音楽教師映画ではメリルストリープの「ミュージック・オブ・ハート(1999)」やフランス映画の「コーラス(2004)」が印象に残りますが本作もそれと並ぶ王道の作品でしょう。
実際のジョン・F・ケネディ高校は1972年開校のニューヨークの公立高校で映画では1965年新設となっていますから名前だけ借りたのでしょう。60年代から90年代までの教師生活、ベトナム戦争で教え子が戦死とかジョンレノンの死とか時代を感じるエピソードも豊富ですから、観客の方も懐かしく振り返ったことでしょう。
音楽教師でありながら息子は耳が聞こえないとベートベン張りの運命の皮肉を織り込んでいましたね、ホランドが就任したころの学生の演奏はベートベンの運命の最初の4音さえまともに演奏できない下手さ加減、ホランド先生が偉いのはありがちな精神主義で叱ったりせず課外の個人指導で励ますところですね。後半の上達ぶりは流石です。

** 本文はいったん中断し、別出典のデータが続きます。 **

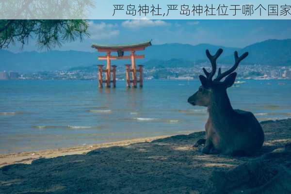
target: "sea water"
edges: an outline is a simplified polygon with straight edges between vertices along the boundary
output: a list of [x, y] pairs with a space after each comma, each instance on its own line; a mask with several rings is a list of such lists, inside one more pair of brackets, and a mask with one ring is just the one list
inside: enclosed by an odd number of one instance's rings
[[[291, 117], [291, 81], [241, 80], [234, 109], [259, 121]], [[244, 82], [245, 81], [245, 82]], [[0, 81], [0, 153], [70, 147], [204, 129], [204, 107], [187, 103], [198, 81], [146, 80], [142, 89], [97, 81]]]

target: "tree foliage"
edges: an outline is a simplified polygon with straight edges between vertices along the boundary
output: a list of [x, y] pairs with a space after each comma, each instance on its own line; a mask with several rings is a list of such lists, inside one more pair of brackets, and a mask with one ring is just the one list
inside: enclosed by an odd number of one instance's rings
[[61, 46], [65, 41], [89, 36], [88, 22], [82, 19], [0, 20], [0, 48], [20, 42], [22, 47], [30, 39], [40, 49]]

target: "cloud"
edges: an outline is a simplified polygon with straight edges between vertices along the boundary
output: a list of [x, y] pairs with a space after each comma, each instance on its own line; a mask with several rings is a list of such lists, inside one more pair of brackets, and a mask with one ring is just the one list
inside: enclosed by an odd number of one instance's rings
[[199, 21], [189, 21], [189, 22], [187, 22], [187, 24], [190, 25], [191, 26], [194, 26], [194, 25], [199, 24]]
[[89, 22], [89, 32], [92, 39], [101, 40], [108, 39], [119, 34], [120, 32], [116, 28], [117, 24], [110, 24], [105, 22], [95, 23]]
[[125, 28], [134, 29], [145, 27], [167, 26], [170, 25], [171, 24], [161, 20], [153, 20], [145, 18], [142, 19], [126, 20], [122, 22], [121, 25]]

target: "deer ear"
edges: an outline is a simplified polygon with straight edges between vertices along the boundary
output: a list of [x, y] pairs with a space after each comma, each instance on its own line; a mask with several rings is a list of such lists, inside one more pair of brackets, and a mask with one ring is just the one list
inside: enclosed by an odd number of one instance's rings
[[231, 86], [235, 81], [235, 78], [236, 78], [237, 73], [236, 72], [232, 73], [229, 74], [228, 76], [226, 77], [224, 81], [223, 81], [223, 84], [226, 86], [226, 87], [229, 88]]
[[203, 87], [206, 89], [209, 89], [210, 88], [210, 84], [209, 81], [205, 76], [202, 75], [199, 76], [199, 79], [201, 82], [201, 83]]

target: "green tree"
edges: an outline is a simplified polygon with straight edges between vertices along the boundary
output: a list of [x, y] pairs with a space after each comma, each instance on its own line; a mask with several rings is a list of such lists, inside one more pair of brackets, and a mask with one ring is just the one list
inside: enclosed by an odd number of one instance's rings
[[0, 20], [0, 48], [16, 42], [22, 47], [34, 39], [40, 49], [61, 46], [65, 41], [89, 36], [88, 23], [82, 19]]

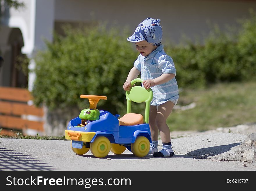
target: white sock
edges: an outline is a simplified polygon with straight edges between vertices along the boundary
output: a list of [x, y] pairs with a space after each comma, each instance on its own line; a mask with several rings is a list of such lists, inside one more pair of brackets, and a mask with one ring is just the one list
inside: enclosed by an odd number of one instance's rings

まあ、ありがちな教師ものですが安っぽい感動作狙いではなく、音楽や人生の大切さを誠実に積み上げられているなといった好印象は持ちました。
泣ける!
トイズの「恋人たちのコンチェルト」これはバッハが原曲。イオニアンスケール?やる気のない生徒たちでもロックやポップスを取り上げれば興味を持つものだ。開始早々30数分。クラリネットを吹く女生徒があっという間に上手くなって卒業コンサートで演奏。そしてベトナムへの反戦コメントと「イマジン」。ここでもう泣けたぁ。早すぎだけど、そんな映画じゃないもんね。

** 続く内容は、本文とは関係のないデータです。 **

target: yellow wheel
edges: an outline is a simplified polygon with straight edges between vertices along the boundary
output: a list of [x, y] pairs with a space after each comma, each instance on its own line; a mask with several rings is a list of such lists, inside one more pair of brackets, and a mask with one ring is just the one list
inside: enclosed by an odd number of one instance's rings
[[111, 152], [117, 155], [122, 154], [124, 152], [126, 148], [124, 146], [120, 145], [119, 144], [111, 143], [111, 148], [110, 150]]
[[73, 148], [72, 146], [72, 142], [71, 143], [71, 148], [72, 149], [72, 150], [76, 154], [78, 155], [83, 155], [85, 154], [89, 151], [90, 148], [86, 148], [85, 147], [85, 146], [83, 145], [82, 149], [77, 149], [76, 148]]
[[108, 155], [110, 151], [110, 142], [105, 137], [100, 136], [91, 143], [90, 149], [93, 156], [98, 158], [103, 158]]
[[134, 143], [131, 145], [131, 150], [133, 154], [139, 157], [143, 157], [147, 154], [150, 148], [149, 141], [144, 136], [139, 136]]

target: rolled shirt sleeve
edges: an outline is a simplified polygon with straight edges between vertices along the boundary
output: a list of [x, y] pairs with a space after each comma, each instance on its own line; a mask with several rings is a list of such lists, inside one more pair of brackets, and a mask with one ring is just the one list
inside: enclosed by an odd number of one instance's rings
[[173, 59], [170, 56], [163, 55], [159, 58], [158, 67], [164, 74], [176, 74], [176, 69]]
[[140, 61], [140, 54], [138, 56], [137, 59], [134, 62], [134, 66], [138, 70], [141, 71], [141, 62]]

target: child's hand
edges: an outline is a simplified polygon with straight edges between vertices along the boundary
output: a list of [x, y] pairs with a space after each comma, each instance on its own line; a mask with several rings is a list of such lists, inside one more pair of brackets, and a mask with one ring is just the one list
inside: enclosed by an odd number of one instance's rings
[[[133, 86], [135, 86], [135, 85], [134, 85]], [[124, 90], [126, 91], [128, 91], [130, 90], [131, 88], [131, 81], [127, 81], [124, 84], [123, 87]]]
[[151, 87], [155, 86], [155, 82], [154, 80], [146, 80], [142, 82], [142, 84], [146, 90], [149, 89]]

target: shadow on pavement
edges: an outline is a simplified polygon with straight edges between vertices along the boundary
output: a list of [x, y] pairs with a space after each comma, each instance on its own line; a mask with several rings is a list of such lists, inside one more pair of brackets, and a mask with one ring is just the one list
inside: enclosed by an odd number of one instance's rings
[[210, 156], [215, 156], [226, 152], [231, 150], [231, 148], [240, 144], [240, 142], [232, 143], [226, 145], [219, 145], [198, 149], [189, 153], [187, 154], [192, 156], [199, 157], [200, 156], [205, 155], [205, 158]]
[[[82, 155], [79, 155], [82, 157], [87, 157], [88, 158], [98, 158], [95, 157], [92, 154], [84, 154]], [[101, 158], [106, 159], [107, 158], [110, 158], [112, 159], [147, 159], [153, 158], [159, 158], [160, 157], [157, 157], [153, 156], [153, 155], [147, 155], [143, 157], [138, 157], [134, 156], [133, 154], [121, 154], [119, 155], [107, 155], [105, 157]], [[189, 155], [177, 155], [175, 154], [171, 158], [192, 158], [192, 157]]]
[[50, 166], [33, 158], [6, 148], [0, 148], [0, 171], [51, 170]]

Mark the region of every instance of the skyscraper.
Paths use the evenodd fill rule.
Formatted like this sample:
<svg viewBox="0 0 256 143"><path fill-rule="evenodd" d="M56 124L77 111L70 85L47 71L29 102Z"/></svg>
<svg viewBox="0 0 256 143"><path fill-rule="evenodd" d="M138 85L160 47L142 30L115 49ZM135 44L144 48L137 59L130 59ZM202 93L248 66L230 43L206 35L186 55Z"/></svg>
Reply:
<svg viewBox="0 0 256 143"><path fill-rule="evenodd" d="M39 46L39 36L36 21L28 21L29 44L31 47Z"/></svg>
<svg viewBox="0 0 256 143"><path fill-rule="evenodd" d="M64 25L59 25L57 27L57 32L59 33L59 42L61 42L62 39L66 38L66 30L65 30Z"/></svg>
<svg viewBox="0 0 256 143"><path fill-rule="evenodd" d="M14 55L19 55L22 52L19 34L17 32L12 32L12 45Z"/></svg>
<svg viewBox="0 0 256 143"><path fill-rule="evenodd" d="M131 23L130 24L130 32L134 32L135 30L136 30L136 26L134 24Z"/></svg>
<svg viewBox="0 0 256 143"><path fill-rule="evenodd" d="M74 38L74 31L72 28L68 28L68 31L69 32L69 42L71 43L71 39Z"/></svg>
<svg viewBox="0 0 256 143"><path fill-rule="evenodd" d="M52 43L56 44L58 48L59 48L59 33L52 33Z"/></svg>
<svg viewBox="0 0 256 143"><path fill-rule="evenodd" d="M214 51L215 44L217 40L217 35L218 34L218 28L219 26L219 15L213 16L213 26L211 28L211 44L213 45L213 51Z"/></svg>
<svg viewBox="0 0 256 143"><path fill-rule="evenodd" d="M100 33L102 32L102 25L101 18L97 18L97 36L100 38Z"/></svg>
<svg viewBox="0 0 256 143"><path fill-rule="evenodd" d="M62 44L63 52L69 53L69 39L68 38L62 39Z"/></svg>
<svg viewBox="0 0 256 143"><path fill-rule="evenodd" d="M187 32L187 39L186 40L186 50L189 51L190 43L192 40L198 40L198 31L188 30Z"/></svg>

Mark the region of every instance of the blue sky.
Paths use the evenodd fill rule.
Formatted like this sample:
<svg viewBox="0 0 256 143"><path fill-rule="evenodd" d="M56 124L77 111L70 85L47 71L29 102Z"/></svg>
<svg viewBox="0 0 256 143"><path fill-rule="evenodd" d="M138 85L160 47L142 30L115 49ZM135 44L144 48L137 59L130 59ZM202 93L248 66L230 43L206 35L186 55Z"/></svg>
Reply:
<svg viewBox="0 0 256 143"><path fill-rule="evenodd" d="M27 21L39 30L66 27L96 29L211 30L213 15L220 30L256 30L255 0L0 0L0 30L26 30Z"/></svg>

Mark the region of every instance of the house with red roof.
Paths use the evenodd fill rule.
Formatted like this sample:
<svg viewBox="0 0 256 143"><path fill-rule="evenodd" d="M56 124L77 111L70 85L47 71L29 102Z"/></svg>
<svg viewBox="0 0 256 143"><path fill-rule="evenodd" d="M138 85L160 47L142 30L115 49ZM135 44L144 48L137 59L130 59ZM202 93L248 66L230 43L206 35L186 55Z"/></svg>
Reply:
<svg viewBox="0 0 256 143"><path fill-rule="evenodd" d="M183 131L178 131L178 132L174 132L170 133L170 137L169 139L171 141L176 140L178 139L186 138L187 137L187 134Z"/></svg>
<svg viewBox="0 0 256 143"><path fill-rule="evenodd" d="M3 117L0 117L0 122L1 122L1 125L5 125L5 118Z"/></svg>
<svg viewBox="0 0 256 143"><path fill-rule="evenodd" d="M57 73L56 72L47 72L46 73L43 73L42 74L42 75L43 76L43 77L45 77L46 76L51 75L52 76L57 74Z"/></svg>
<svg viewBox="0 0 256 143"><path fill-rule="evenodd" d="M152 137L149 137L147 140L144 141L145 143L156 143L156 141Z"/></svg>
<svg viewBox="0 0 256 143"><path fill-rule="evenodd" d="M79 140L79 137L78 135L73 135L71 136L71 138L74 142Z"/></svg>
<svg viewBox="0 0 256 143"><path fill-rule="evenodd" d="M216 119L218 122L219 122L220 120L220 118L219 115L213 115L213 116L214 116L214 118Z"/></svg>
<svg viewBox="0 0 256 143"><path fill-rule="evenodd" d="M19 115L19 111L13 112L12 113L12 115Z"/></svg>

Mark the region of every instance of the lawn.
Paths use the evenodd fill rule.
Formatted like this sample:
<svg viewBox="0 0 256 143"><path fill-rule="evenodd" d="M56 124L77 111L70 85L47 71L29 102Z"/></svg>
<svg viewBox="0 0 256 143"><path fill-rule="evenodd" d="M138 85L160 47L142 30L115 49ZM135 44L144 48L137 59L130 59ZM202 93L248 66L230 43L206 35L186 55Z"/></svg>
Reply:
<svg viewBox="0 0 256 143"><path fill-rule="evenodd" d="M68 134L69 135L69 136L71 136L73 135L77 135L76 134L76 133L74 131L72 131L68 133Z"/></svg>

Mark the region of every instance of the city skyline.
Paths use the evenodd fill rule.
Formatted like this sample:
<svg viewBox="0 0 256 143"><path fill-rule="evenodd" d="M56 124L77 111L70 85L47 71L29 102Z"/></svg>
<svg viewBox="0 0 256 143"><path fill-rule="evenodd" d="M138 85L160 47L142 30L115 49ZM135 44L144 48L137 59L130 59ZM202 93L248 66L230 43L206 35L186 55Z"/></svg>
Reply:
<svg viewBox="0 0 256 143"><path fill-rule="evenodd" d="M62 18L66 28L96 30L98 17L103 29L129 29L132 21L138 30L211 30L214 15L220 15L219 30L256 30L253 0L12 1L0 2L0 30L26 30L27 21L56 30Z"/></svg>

次の年の問題児ラス(テレンス・ハワード)にはマーチング・バンドのドラムを猛特訓で習得させる。しかし、彼は卒業3年後にベトナム戦争で戦死・・・また涙。そこでトランペットを吹いていた生徒がフォレスト・ウィテカーの弟らしいんだけど、フォレストに酷似~
1980年、息子のコール(ジョン・コルトレーンにちなんで命名)の子育ても中途半端。学校では卒業記念にガーシュウィン・ナイトを企画。そこでロウィーナ(ジーン・ルイーザ・ケリー)という女生徒に歌の才能を見出し、彼女のために作曲、卒業後はNYで歌えとアドバイス。グレンはほのかに恋心を抱き、ロウィーナは「一緒にNYに行きましょう」と彼を誘う。しかし、家庭を選んだグレンは元バンド仲間に連絡を取り、彼女を優しく見送るのだった・・・
その年、ジョン・レノンが凶弾に倒れた。息子コールにこの悲しさはわからないはずだと突っぱねるが、コールは彼なりに音楽を理解しようとしていたことに気づく。そして聾唖者を集めたコンサートでレノンの「Beautiful Boy」を手話付きで歌う・・・歌は下手なりに愛情のこもったものだった。
教師生活30年目。コールは聾唖学校の教師になる。ジョン・F・ケネディ高校は予算削減のため音楽と美術の授業をカットされることを余儀なくされ、最後まで闘ったグレンであったが60歳で引退することになる。グレンのために集まった卒業生たち。壮大なシンフォニーで有終の美を飾るのだ。
クラリネットの少女が州知事になっていたことにも驚き。演奏中にラッパの唾を落とす生徒もいたり、最後は感動。金持ちにはならなかったけど、音楽を教わった生徒というシンフォニーを作り上げた。ロウィーナがかけつけて歌ってくれるかと思ってたけど、ない方が教師の一生を描くためによかったのだろうなぁ。尚、リチャード・ドレイファスがピアノを実際に弾いていると知ってますます感動度が増した。
泣いたー
思い返してみると息子が聴力障害を持っているという以外はそこまで印象に残る内容ではないように思う。
だが、最後は泣いてしまった。ひとりの教員が接した人々の多さや、責任、やりがいに鳥肌が立つほど感動した。